Lorran Barentin

Herdeiro da Lenha na Fogueira e diretor do Jornal Razão. "Jornalismo é publicar aquilo que alguém não quer que se publique. Todo o resto é publicidade".

Descobri que sou petista

Já dizia a poeta: quem se define se limita.

Descobri que sou petista

Quem és tu?

Segundo Mário Sérgio Cortella, persona por quem nutro profunda admiração, “tu és um individuo entre outros 6 bilhões e 400 milhões de indivíduos compondo uma unica espécie dentre outras 3 milhões de espécies já classificadas que vive em um planetinha que gira em torno de uma estrelinha que é uma entre outras 100 bilhões de estrelas compondo uma unica galáxia entre outras 200 bilhões de galaxias num dos universos possíveis que de tanto se expandir um dia irá desaparecer”.

Será que somos tão importantes a ponto de poder determinar o que outra pessoa é ou possa vir a ser?

Ontem descobri que sou petista. Aliás, outras pessoas determinaram que eu sou petista. Ao mesmo tempo, para outros grupos de pessoas, sou bolsonarista. Mas voltando ao Lorran Petista, eis o que aconteceu:

A PRF precisou fazer uso de força para dispersar a multidão na BR-101, em Itapema. Fomos até o local dar sequência a nossa árdua e incisiva cobertura dos fatos que ocorrem em nosso estado após a eleição de Lula.

Tentamos conversar com os manifestantes, mas ninguém quis se pronunciar. Nos disseram para procurar um tal de Vítor, que ninguém sabia dizer como era ou quem era. Não achei. Outros falaram que não dariam entrevista por medo de prisão ou multa.

Ok, tentamos ouvir um lado. Não deu, mas não iríamos desistir. É claro que alguém iria falar. Afinal de contas, todos os manifestantes estavam revoltadíssimos com a PRF.

Já que não tivemos sucesso naquele momento, parti para agilizar meu trabalho. Fiz o óbvio: fui conversar com a PRF e colher a versão deles. Ou será que vivemos uma ditadura em que a versão deles não importa?

Conversei com alguns agentes e também com o comandante que estava no local. Nesse momento, fomos filmados e fotografados. Pronto: o Jornal Razão, o JR, o Lorran e o Pyerre viraram petistas. Mas não era a esquerda que não gosta e não conversa com a polícia? 

Sim, viramos petistas por conversar com a polícia. Tem coisa que é absurdamente inexplicável. 

É óbvio que não sou petista.

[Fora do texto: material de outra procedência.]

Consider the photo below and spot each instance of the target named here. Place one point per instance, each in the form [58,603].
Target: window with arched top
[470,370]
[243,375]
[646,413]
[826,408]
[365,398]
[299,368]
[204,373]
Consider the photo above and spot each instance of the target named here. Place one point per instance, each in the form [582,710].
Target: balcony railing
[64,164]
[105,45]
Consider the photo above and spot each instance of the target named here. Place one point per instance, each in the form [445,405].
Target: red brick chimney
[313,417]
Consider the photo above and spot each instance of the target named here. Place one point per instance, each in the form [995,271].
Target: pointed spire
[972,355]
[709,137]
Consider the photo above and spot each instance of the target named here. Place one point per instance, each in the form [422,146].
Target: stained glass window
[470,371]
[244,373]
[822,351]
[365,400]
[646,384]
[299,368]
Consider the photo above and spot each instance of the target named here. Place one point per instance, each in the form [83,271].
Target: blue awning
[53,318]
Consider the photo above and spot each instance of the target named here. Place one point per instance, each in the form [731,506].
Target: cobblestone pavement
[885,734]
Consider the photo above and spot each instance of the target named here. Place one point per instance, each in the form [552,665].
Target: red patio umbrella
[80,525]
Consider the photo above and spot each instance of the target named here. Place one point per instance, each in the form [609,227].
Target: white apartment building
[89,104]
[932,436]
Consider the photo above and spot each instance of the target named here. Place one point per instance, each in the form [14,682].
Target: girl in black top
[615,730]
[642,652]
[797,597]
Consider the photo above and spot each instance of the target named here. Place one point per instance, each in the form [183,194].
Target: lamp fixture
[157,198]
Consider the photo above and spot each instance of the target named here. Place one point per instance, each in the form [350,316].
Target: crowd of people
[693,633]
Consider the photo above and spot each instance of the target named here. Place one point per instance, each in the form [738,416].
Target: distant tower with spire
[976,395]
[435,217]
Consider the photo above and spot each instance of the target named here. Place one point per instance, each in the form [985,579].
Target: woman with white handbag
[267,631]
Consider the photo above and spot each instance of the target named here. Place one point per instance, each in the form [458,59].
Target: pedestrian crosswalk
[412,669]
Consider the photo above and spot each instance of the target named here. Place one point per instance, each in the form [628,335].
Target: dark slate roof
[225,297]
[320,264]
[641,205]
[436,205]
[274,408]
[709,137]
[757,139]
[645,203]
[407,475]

Minhas convicções indubitavelmente não permitem que me identifique na ideologia do Partido dos Trabalhadores. Acho que discordo, no mínimo, com 90% das ideias do Lula e do PT. Mas esse simples ato naquele exato momento fez com que toda minha bagagem fosse jogada no lixo. 

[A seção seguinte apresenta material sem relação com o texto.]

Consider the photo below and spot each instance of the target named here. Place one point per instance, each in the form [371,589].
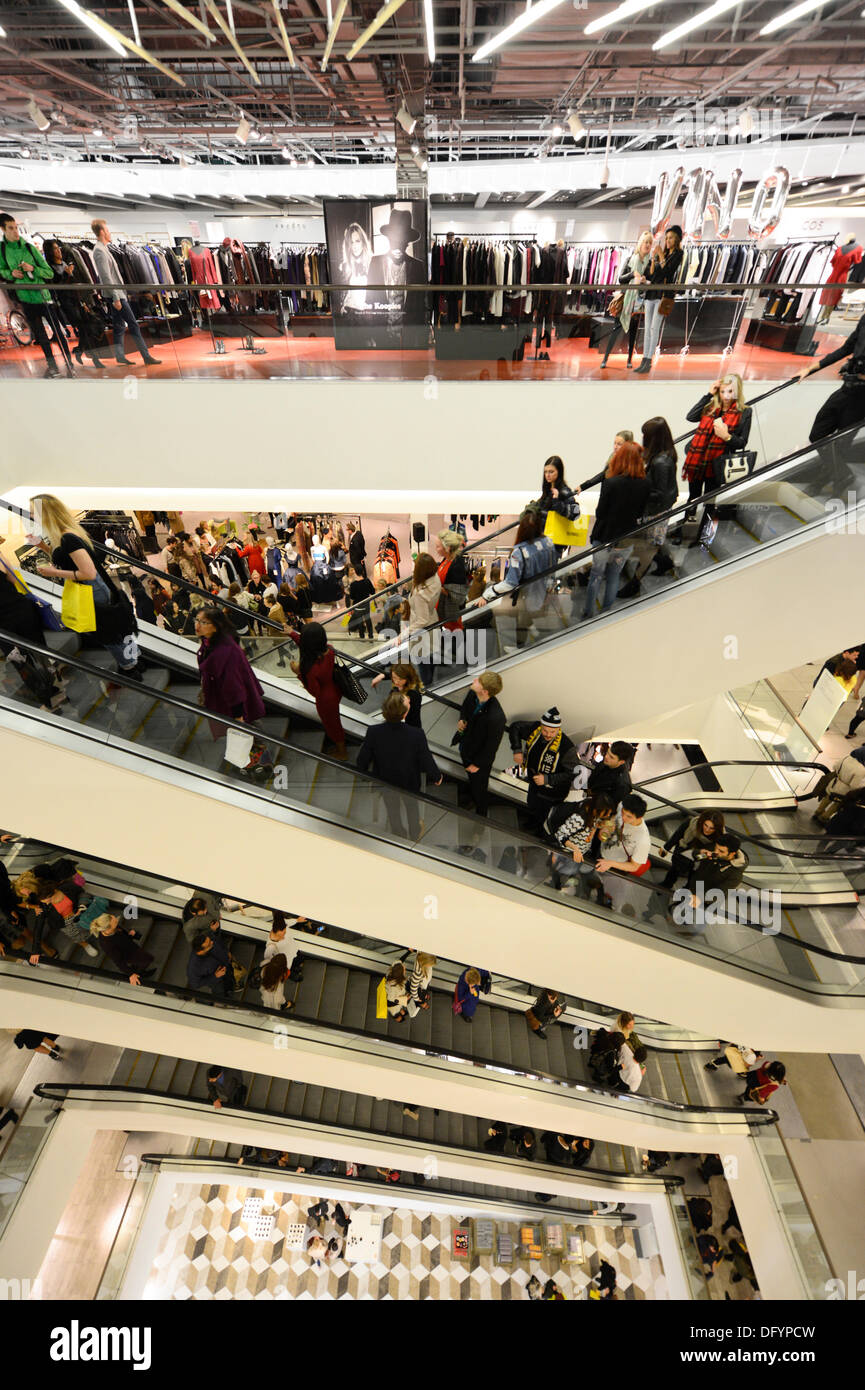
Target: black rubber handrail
[758,1116]
[345,1030]
[355,772]
[376,1184]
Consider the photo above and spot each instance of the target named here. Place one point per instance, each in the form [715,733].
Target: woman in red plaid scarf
[723,427]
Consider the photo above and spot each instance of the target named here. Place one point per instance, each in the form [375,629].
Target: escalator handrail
[760,1116]
[355,772]
[644,1102]
[200,1161]
[590,552]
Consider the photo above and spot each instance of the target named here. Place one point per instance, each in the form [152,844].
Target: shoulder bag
[348,684]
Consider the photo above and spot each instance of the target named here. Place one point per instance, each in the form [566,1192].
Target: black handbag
[348,684]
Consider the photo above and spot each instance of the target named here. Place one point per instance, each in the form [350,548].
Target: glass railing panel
[790,1204]
[21,1153]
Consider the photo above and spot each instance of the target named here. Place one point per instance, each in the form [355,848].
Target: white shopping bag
[238,747]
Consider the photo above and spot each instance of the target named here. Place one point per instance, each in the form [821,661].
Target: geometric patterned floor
[207,1253]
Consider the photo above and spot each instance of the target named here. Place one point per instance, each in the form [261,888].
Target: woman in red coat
[316,670]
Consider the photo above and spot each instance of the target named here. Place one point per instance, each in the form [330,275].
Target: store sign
[704,199]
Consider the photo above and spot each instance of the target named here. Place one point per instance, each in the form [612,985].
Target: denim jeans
[652,328]
[123,319]
[608,563]
[125,652]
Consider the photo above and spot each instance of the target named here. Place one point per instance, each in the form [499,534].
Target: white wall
[395,446]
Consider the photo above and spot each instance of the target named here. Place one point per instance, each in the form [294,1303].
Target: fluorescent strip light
[537,11]
[790,15]
[331,35]
[95,25]
[616,15]
[191,18]
[289,52]
[697,21]
[430,31]
[384,14]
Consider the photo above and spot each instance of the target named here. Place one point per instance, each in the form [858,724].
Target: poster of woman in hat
[378,245]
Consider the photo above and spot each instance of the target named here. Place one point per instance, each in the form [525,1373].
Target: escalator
[338,826]
[338,994]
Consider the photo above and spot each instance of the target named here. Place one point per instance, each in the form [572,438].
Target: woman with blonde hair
[723,424]
[633,299]
[121,948]
[74,558]
[419,984]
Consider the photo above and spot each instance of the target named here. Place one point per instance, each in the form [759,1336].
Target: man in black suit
[398,754]
[398,268]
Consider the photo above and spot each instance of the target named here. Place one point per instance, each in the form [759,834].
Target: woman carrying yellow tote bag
[78,609]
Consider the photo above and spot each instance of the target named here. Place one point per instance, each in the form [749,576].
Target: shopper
[314,666]
[527,580]
[77,306]
[846,406]
[121,948]
[723,426]
[406,680]
[397,990]
[467,991]
[123,319]
[74,558]
[612,776]
[550,761]
[359,591]
[762,1083]
[548,1007]
[398,755]
[693,834]
[209,966]
[479,733]
[225,1087]
[573,827]
[22,264]
[633,300]
[659,456]
[420,994]
[555,495]
[664,268]
[623,501]
[274,973]
[230,687]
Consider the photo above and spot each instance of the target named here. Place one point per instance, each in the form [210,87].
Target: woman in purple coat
[228,681]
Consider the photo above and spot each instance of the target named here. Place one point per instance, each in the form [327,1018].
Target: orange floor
[316,357]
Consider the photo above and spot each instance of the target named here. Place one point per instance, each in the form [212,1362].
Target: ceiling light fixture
[134,18]
[790,15]
[191,18]
[38,116]
[333,29]
[95,25]
[697,21]
[616,15]
[430,31]
[384,14]
[537,11]
[406,120]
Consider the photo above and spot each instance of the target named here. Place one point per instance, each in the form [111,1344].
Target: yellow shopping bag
[78,610]
[562,531]
[381,1000]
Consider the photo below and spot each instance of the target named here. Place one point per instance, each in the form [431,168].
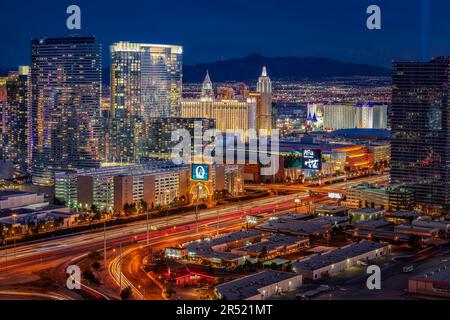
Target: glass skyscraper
[421,131]
[66,76]
[16,117]
[146,82]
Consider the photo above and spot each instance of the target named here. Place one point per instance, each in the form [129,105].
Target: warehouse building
[324,265]
[260,286]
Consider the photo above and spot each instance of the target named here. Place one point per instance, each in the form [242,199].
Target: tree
[89,276]
[95,256]
[96,266]
[415,241]
[126,293]
[94,208]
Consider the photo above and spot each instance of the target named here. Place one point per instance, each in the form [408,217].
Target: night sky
[212,30]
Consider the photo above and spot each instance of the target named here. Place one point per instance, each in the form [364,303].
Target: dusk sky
[211,30]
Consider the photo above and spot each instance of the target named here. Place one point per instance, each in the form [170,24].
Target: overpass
[340,187]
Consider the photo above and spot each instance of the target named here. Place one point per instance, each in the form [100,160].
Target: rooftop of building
[235,236]
[379,133]
[206,245]
[331,209]
[404,214]
[440,272]
[314,226]
[366,211]
[382,189]
[415,228]
[14,193]
[273,243]
[373,224]
[151,167]
[379,233]
[337,255]
[248,287]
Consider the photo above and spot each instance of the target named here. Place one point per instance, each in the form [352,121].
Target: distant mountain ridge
[279,68]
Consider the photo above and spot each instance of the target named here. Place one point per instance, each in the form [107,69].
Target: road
[19,265]
[340,187]
[29,258]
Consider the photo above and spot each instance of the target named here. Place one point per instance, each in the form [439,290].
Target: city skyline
[338,33]
[273,179]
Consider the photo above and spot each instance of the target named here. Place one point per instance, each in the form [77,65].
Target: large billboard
[312,159]
[200,172]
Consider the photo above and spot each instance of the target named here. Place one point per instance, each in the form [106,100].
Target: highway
[19,265]
[340,187]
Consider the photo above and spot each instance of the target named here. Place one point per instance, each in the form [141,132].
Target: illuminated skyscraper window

Eu não acho que seja inválida a manifestação e aclamação popular contra a eleição de Lula. Acredito que todos tenham o direito de protestar e gritar por aquilo que considerem ser certo, principalmente quando existam fundamentos que te levem a crer com veemência naquilo.

Mas desde a infância aprendi com um sábio mestre que tive na escola. O Professor Cristiano sempre disse que respeito e liberdade existem até onde chega a do próximo. E não estou aqui entrando no mérito do ir e vir. Não estou entrando no mérito da democracia. Estou entrando no mérito dos rótulos e preconceitos.

Que democracia é essa em que somos obrigatoriamente taxados de A ou B se ousamos discutir ideias? Não podemos discordar das opiniões de Lula e Bolsonaro? Somos obrigados a acatar, bater palma e ovacionar tudo o que nossos funcionários (sim, na teoria, político é funcionário do povo) consideram ser certo?

Em tempo, aconteceu nesta mesma semana o inverso da situação que narrei acima. Um sindicalista tijuquense disse que o Jornal Razão é bolsonarista simplesmente por conta de algumas matérias publicadas.

Não peçam por imparcialidade se não são capazes de entender o que significa, de fato, ser imparcial.

Não briguem com o mensageiro. A notícia é feita (ao menos por nós e outros veículos que prezam pela imparcialidade) através de narrativas. Se existe um conflito de narrativas, nossa obrigação enquanto jornalistas é expor e o público vai determinar qual delas considera a verdadeira.

Agora, não venham nos taxar de bolsonaristas, petistas, facistas, nazistas, esquerdistas ou qualquer tipo de “istas” quando narrarmos algum episódio que você não goste. Afinal, não foi aqui que pediram imparcialidade da imprensa?